Cuda is awesome and I use it like crazy, but I do not use its full potential because I have a memory transfer problem and I was wondering if there is a better way to get variable memory. Basically I send an array of 65535 arrays to Cuda, and Cuda parses each data item in about 20,000 different ways, and if there is a match in my program logic, then it saves a 30 int list as a result. Think about my logic of analyzing every other combination, and then look at the total amount, and if the sum is equal to the number I'm looking for, it stores the results (which is a list of 30 ints for each element being analyzed).
Problem 65535 (blocks / elements in the data array) * 20,000 (total number of checked combinations of elements) = 1,310,700,000. This means that I need to create an array of this size to deal with the fact that all the data will have a positive result (which is extremely unlikely, and the creation int output[1310700000][30]seems crazy for the memory). I was forced to make it smaller and send fewer blocks for processing, because I do not know how Cuda can efficiently write a linked list or a list with a dynamic size (with this approach, it writes output to the host memory using the * number_of_different_way_tests block).
Is there a better way to do this? Can Cuda somehow write to free memory, which is not a derivative of the blockade? When I test this process on the processor, less than 10% of the array of elements have a positive match, so it is highly unlikely that I will use that much memory every time I send work to the kernel.
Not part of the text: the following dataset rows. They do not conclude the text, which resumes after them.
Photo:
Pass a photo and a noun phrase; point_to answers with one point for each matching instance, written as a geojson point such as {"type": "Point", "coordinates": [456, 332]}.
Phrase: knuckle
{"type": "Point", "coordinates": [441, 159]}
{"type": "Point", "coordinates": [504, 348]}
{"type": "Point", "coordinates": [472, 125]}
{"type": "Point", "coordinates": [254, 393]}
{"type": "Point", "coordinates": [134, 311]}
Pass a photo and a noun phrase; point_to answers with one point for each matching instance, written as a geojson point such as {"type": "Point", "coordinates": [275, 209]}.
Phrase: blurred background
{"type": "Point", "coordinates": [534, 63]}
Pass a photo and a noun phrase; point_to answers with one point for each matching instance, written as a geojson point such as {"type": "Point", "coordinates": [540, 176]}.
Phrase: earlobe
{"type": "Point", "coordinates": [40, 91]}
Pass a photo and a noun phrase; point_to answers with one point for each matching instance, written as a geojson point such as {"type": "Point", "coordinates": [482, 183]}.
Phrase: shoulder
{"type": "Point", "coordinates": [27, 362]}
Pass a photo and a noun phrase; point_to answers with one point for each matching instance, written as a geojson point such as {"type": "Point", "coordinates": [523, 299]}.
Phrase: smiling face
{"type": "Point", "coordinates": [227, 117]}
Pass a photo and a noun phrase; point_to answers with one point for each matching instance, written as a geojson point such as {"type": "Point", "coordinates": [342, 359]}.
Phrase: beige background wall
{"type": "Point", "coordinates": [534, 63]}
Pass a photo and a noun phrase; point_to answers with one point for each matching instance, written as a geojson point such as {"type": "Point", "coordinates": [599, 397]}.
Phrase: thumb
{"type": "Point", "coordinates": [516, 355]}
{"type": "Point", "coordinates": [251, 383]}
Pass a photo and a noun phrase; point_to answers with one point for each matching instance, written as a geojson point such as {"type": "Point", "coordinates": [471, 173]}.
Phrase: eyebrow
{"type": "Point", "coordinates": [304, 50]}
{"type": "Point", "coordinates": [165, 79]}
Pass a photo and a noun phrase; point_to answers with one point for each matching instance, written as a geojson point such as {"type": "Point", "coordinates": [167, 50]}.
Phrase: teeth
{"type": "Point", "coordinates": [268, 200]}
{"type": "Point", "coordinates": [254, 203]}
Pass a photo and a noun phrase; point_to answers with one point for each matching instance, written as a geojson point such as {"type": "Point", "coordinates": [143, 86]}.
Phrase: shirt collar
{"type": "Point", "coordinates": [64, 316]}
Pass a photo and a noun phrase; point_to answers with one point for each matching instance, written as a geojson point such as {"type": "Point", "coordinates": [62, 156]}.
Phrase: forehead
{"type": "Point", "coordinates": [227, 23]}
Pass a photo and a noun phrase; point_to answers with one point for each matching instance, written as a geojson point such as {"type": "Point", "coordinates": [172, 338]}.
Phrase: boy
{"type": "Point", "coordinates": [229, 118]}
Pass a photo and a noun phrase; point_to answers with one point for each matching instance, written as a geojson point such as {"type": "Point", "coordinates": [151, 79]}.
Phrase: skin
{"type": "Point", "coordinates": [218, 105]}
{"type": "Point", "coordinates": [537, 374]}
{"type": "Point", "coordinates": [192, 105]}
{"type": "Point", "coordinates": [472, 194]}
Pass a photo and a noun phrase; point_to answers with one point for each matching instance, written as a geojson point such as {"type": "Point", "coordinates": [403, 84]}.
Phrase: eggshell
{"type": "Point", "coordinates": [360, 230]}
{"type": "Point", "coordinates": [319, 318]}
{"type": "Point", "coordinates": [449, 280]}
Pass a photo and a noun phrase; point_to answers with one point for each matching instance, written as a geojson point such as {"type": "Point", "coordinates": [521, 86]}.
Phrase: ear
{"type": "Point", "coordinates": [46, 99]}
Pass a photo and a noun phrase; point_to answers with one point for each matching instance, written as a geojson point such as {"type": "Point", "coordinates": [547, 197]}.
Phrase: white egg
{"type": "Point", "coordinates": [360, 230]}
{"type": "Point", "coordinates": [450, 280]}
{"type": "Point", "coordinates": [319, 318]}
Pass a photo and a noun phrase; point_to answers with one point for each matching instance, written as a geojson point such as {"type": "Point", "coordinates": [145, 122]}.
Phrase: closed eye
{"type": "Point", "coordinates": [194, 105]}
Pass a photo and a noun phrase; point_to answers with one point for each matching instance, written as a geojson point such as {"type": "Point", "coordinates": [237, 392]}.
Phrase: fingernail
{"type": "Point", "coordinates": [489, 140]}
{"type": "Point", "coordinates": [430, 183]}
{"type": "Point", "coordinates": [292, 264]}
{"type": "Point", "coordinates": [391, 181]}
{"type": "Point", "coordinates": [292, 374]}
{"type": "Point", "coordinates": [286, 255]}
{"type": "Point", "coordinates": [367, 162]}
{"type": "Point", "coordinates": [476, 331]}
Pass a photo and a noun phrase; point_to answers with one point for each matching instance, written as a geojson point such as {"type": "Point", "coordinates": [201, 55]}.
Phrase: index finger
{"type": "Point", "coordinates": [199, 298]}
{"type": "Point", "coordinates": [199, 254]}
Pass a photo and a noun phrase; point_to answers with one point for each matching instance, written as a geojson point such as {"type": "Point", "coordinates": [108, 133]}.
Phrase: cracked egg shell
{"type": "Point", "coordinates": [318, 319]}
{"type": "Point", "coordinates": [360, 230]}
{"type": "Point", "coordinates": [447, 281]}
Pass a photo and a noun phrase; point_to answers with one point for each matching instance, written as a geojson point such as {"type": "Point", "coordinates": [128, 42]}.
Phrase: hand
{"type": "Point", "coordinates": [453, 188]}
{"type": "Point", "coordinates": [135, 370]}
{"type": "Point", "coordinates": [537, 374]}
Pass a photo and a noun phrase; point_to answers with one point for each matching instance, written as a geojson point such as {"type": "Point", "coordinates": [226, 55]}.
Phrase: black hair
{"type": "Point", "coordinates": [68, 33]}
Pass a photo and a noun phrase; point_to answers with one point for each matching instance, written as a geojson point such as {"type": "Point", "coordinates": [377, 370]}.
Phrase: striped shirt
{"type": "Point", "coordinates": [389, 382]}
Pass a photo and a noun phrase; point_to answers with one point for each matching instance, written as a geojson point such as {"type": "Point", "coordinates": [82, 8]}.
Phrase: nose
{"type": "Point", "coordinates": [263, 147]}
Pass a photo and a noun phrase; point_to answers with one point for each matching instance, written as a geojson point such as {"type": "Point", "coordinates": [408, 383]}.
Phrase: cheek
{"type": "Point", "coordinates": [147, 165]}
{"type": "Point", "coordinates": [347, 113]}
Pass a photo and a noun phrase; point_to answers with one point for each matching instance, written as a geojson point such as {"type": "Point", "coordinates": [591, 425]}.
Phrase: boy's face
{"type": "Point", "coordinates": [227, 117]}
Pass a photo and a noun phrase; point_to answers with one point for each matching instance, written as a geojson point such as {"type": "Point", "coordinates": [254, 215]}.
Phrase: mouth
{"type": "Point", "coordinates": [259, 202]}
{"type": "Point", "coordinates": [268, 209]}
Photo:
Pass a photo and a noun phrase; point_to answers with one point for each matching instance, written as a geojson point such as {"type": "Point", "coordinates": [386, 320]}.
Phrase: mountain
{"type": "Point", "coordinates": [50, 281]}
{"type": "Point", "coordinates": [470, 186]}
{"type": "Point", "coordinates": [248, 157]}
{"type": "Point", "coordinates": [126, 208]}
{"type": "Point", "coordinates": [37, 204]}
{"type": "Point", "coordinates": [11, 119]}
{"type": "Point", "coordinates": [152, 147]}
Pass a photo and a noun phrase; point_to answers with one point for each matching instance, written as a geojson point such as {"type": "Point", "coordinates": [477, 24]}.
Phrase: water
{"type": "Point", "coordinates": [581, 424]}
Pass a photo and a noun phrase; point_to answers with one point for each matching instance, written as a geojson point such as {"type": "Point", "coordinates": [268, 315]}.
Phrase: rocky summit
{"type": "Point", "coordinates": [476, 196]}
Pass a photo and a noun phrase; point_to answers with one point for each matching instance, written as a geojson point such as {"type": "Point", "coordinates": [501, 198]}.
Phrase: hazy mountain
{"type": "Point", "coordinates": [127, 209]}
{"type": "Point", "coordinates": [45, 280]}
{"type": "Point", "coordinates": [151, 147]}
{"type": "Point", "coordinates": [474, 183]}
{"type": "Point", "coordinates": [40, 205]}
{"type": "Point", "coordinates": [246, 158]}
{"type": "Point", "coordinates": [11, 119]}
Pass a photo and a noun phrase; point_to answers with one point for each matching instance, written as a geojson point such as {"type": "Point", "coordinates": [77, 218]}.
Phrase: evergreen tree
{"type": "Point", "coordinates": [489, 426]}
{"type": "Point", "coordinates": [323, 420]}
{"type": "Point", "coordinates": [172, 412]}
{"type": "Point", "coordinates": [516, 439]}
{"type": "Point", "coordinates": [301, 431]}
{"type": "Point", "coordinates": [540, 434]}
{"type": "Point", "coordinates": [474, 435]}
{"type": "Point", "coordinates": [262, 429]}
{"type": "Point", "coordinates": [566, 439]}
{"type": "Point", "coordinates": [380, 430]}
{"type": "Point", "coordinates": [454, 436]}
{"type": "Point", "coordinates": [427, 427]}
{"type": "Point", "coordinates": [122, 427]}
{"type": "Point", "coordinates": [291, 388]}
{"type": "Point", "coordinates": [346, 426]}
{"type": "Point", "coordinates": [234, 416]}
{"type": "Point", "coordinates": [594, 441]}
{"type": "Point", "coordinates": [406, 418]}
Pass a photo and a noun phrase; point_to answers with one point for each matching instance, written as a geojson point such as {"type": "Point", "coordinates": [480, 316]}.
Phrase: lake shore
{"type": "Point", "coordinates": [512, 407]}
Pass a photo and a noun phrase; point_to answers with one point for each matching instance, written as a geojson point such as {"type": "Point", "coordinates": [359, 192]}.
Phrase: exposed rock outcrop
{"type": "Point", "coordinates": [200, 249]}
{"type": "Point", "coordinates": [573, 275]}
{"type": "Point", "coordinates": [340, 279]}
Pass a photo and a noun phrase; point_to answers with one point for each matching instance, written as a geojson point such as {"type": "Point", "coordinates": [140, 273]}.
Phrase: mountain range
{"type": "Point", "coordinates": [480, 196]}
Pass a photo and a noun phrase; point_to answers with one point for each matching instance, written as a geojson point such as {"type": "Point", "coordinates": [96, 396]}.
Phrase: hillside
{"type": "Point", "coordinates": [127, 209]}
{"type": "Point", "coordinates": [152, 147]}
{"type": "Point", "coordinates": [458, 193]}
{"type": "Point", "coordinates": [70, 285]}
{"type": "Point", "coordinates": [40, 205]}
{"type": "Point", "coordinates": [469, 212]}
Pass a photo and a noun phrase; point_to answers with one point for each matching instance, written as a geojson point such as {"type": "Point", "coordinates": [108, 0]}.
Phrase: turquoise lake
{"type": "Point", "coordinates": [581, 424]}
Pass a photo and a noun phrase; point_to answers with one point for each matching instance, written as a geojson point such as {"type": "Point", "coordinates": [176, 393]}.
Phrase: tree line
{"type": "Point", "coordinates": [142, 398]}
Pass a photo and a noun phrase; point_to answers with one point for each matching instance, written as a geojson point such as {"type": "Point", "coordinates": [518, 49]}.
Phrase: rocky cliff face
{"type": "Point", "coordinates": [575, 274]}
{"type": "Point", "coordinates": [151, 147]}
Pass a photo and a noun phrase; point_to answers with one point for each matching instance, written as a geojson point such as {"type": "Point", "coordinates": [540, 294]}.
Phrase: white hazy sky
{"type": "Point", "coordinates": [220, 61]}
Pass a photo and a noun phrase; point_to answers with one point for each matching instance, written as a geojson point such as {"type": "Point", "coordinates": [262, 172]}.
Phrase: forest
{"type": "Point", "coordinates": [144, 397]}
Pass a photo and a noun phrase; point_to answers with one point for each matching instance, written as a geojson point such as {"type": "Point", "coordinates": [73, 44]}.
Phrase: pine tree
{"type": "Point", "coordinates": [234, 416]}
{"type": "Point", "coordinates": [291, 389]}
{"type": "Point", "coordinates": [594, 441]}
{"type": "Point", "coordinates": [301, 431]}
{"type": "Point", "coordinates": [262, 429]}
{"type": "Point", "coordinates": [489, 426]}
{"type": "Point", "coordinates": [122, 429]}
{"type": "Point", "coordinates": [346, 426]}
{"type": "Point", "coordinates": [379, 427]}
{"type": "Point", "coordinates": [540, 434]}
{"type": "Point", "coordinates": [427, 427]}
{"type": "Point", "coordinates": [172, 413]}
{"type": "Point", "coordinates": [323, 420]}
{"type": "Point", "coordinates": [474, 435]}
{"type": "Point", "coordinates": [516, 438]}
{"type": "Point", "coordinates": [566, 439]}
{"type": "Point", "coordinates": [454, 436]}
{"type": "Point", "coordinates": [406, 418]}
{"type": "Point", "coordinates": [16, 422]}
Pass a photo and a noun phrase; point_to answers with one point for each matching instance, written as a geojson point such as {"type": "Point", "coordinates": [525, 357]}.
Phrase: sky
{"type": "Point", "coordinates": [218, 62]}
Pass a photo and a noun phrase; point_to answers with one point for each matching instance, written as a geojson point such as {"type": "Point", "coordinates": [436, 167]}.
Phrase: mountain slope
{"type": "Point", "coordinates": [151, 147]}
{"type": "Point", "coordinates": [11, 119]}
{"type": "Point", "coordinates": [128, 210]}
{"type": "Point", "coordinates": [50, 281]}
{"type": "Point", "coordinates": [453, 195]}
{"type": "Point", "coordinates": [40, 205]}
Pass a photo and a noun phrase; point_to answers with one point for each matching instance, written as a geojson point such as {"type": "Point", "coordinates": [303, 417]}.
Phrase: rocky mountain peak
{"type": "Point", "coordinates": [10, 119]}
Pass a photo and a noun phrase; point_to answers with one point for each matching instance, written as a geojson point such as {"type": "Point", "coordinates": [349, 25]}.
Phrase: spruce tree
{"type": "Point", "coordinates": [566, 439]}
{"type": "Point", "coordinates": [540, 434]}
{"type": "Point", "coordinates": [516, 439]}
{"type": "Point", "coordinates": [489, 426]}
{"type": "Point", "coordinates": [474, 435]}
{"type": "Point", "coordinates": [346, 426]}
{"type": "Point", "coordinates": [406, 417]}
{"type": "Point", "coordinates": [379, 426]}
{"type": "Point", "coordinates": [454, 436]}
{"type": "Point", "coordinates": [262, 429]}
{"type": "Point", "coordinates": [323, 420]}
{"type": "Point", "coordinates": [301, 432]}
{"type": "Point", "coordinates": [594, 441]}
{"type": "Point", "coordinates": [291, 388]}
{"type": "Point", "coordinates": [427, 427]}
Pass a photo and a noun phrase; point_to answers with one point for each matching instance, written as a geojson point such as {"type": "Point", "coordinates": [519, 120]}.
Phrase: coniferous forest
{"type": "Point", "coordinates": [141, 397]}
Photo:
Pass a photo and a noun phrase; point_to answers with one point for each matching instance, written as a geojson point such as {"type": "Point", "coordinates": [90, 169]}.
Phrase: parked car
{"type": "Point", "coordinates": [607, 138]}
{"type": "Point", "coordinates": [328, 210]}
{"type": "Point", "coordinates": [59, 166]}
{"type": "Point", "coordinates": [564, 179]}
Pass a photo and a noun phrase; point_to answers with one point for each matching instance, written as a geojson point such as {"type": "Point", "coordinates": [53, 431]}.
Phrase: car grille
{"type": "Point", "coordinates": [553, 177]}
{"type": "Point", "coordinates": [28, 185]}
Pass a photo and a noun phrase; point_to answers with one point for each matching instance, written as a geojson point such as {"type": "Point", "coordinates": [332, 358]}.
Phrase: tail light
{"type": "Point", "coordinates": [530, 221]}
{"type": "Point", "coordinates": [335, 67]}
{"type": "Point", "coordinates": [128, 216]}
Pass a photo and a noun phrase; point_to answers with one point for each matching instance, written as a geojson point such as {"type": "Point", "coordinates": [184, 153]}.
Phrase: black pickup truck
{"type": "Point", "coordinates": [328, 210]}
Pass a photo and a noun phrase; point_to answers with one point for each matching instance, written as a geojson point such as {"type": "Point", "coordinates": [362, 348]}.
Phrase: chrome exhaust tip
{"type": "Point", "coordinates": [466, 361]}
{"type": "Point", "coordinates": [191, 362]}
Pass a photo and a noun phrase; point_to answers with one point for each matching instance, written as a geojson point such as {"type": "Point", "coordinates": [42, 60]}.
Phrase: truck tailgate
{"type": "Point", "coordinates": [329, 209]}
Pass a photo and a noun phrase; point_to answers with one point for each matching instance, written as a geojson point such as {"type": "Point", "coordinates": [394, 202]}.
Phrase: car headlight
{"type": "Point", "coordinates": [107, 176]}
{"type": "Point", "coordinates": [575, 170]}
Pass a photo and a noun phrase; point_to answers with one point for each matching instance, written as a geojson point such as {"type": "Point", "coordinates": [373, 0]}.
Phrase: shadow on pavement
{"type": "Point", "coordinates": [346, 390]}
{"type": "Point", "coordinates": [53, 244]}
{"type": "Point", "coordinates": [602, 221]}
ps I look above, and although this is exactly what I do, if it is confusing, then another way to think about it (not quite what I am doing, but good enough to understand the problem), I send 20,000 arrays (each of them contain 65,535 elements) and adding each element with its partner in other arrays, and if the total number is equal to the number (say, 200-210), then I want to know the numbers that he added in order to get the corresponding result. If the numbers vary very widely, then not everyone will match, but using my approach, I have to malloc this huge amount of memory. Can I get results with less memory? My current approach to malloc is as much as free, but I have to run fewer blocks that are inefficient (I want to run as many blocks and threads as possible, because I likehow does Cuda organize and run blocks) Are there any Cuda or C tricks that I can use for this, or am I stuck in mallocing the maximum possible results (and buying more memory)?